Over time, we will see deeper connection between data mining and machine learning. Could they become twins one day? Only time will tell.
As a scientist coming from other field (computational neuroscience) who works as a data scientist I feel the difference between data science and machine learning is like the difference between physics and engineering (computer science), respectively.
Let me elaborate on this, if I may: I see data science as a practice of researching data from arbitrary field and coming up with INSIGHTS, MODELS which help to UNDERSTAND it. This is similar to how physicist see their profession: they collect observations (experimental physics) and try to find laws of nature (theoretical physics) which can account for these observations.
By contrast, in Machine Learning, an engineer (computer scientists) has a more system and theoretical view on how things are DONE: what are the bounds of performance of a method, efficiency of algorithms, how to estimate parameters of a GIVEN model from data in the best way etc.
A toy example: say that you have observation of location (x) and forces applied (f) and you need to predict next location from past observation. a Machine learning approach would be to see {x(t-k)} and {f(t-k)} as features and learn a model x(t) = F({x(t-k)}, {f(t-k)}. A data scientist (physicist) will try to find a ground rule, such as the 2rd law of motion: d2x(t)/dt2 = m*f(t). Now there might be some deviation from theory (e.g. friction, wind etc) in which the ML approach will have better prediction than the data scientist model, but the latter has a better insight and understanding of the dynamics underlying the observations. Finally, a ML model can be based on the DS insight (e.g. 2nd Law of motion).
Machine learning and data mining are a bit similar, both can use any size of dataset what so ever small or large.
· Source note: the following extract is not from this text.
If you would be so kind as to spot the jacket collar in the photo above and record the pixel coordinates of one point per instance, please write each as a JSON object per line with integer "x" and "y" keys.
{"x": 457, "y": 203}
Machine learning concentrates on the algorithm itself where data mining in addition to that has other processes to do such as analysis and statistics, etc.
Difference between machine learning and data mining are as follows;·
Machine learning is a broad aspect of AI that entails subjecting a machine to learn from historical data without being explicitly programmed. It involves creation of models, methodologies, algorithms and techniques WHILE Data Mining is the ability to extract relevant data from an application or system to solve a particular problem. Data mining is done in any applications or domain.
Machine learning provides analytics tools to do data mining. Data mining is the mining process to extract information from data.
As Elmer says, ML -neural networks, genetic algorithms...- is one of the tools used in Data Mining, being other tools besides it for the same purpose. The choice of tools to use depends equally on the data available and on the purpose of the search.
Sometimes it's difficult to determine which ones to use -experience is a good help- and sometimes it's better to give a try to all tools available, if possible, to cover all outcomes.
In a database environment, the data mining searches for some patterns of information. It is how supermarkets develops their knowledge related to their market, to predict our shopping habits.
Machine learning provides tools to solves problems, not only in data mining but also in a more general context.
Data Mining is the more general concept. Different families of techniques can be applied to data to "mine" it. Machine learning (supervised, unsupervised, ...) is one family of data analysis techniques. Traditional statistics (regression analysis, principal components, factorial analysis, etc.) is another.